Zu dem notwendigen Teil-Schuldenerlass sind die Gläubiger laut Mitteilung „zum jetzigen Zeitpunkt“ aber nur bei einem Kapitalschnitt auf null bereit. Außerdem müsse frisches Eigen- oder Fremdkapital eingebracht werden. Bei einem Kapitalschnitt auf null verlieren alle bestehenden Aktien ihren Wert. Bilanziell dient dieser Schritt dazu, die mutmaßlich hohen Verluste abzudecken. Die Börsennotierung soll zeitnah eingestellt werden. Zuvor hatten bereits die Aktionäre des Autozulieferer Leoni ihr Kapital komplett verloren, was auf heftige Kritik von Aktionärsschützern stieß.

Kapazitäten nicht ausgelastet

Die Existenzkrise von Varta geht vor allem auf den überzogenen Kapazitätsausbau für die Herstellung wieder aufladbarer Knopfzellen für kabellose Kopfhörer zurück. Die neuen Anlagen sind in dramatischem Maße unterausgelastet, weil billigere Konkurrenten dem Konzern Marktanteile abgenommen haben und die Nachfrage schwächelt. Die V4Drive-Zellen für E-Autos, vor Jahren das große Zukunftsversprechen, stießen auf geringe Resonanz unter Autoherstellern. Als einziger Kunde wird Porsche aus der Ende 2021 in Betrieb genommenen Pilotanlage beliefert. Der eigentlich geplante Fabrikneubau wurde im Herbst 2022 auf Eis gelegt. Außerdem setzten hohe Rohstoff- und Energiekosten und die Auswirkungen des Cyberangriffs vom Februar 2024 dem angeschlagenen Unternehmen zu.

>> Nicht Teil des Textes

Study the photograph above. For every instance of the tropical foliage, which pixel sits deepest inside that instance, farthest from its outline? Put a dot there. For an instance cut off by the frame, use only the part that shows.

Geschäftsbericht steht aus

Das ursprüngliche Sanierungsprogramm reichte bei weitem nicht aus, um das Unternehmen zu stabilisieren. Zuletzt musste Varta die Umsatzprognose für 2024 kappen, weil der Verkauf von Energiespeichersystem hinter den Erwartungen zurückbleibt. Das Management rechnet nur noch mit Konzernerlösen zwischen 820 Mill. und 870 Mill. Euro im laufenden Jahr. Die alte Prognose ging von mindestens 900 Mill. Euro aus. Relativ stabil läuft das Geschäft mit Haushaltsbatterien und Knopfzellen für Hörgeräte. Der ursprünglich für den 28. März angekündigte Geschäftsbericht 2023 steht nach wie vor aus.

Der Batteriehersteller Varta braucht einen Forderungsverzicht und einen neuen Kredit, um finanziell wieder auf die Beine zu kommen. Die Aktionäre müssen sich auf einen drastischen Kapitalschnitt einstellen. Weitere Punkte sind noch strittig. Auf dem Tisch liegen ein Equity- und ein Gläubigerkonzept.